2. Make sure you know what your product/service contributes to the Chinese market. 
This means you should conduct a deep study of the Chinese market and find out the core competitive advantages. Foreigners are often so convinced that they have a killer product or service that they just try to sell it at any cost and they do not listen to what the Chinese have to tell them. Chinese people tend not to disappoint the people in front of them so you may believe they are buying in to your proposal. 

3. Doing it sooner than later
As a secondary market, China is tempting for many foreign entrepreneurs. If you are ever going to face a Chinese company in our niche market, it’s better to start it earlier.
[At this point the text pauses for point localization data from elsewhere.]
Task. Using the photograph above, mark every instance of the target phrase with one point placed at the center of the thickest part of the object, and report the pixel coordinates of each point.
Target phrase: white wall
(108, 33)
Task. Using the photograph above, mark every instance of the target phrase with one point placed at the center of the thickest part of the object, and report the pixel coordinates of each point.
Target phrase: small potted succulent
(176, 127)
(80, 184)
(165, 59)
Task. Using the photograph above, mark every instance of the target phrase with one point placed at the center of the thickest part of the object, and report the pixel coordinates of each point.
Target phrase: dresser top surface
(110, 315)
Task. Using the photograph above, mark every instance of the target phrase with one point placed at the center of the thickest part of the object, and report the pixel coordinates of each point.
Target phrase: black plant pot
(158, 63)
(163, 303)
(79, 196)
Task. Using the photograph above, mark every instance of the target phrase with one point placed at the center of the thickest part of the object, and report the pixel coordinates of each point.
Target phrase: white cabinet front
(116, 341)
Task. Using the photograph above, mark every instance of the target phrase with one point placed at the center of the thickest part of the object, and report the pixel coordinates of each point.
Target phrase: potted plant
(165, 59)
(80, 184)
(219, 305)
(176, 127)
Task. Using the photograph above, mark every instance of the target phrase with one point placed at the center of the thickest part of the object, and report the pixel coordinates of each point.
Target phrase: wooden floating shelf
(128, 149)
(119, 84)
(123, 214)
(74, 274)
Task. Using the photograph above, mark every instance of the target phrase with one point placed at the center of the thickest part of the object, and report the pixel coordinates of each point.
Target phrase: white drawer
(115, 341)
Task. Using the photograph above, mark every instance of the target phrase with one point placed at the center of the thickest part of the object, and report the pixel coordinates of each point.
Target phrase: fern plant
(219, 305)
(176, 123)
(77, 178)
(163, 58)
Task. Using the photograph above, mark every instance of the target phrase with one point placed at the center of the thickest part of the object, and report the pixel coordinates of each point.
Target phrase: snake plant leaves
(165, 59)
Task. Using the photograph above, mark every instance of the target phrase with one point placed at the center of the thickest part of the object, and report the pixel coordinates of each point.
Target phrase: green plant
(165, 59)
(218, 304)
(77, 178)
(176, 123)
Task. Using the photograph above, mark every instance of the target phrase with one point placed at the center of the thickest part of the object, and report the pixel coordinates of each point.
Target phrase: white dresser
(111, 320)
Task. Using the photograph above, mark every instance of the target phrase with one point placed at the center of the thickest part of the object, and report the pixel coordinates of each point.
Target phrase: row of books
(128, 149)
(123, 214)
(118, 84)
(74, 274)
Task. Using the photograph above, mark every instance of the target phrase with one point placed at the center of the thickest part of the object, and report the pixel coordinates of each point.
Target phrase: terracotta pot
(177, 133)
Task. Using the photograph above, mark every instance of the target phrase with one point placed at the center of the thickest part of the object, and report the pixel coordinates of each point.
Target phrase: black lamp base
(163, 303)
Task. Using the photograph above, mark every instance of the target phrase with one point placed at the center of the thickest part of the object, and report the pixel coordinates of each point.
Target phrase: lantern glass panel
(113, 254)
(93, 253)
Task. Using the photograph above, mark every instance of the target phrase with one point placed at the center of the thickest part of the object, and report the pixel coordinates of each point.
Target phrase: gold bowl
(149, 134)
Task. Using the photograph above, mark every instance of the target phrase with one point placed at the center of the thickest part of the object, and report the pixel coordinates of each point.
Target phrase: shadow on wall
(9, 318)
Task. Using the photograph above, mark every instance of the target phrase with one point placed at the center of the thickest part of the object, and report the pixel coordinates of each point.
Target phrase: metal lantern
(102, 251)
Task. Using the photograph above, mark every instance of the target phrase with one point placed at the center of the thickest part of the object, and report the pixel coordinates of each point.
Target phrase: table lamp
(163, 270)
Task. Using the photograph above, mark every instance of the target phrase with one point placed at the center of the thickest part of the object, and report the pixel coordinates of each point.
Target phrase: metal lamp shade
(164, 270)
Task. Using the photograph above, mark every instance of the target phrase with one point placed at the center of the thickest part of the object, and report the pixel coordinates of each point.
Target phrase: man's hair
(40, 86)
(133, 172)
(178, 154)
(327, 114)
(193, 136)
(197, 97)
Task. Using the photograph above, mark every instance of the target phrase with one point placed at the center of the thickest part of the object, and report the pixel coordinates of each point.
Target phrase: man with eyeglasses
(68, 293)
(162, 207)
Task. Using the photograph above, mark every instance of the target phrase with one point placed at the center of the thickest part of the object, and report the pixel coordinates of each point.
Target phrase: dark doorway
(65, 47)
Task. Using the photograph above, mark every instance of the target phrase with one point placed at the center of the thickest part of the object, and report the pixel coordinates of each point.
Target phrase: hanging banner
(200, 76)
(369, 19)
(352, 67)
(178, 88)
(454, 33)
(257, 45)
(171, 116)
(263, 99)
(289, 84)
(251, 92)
Ideally, it is better to come to China when the products and processes are mature enough to scale up in a very robust way. That means normally that China should not be your secondary market.

4. Using key resources to implement a solid strategy.
In order to move forward in the Chinese market you have to invest and make it into what you want it to be. If you make that effort and come to China it is worth preparing well, having a good agenda and carrying out proper follow up effort. 

5. Grow a personal appreciation for China. 
When serving your customers it is much more difficult to do so if you cannot feel some kind of appreciation for them (and the things they love, including their country). Therefore, if someone hates many things about China it will be difficult to successfully do business here.
Have you decided to start up in China? It will definitely be a wonderful and worthwhile venture. Hope you have a nice journey!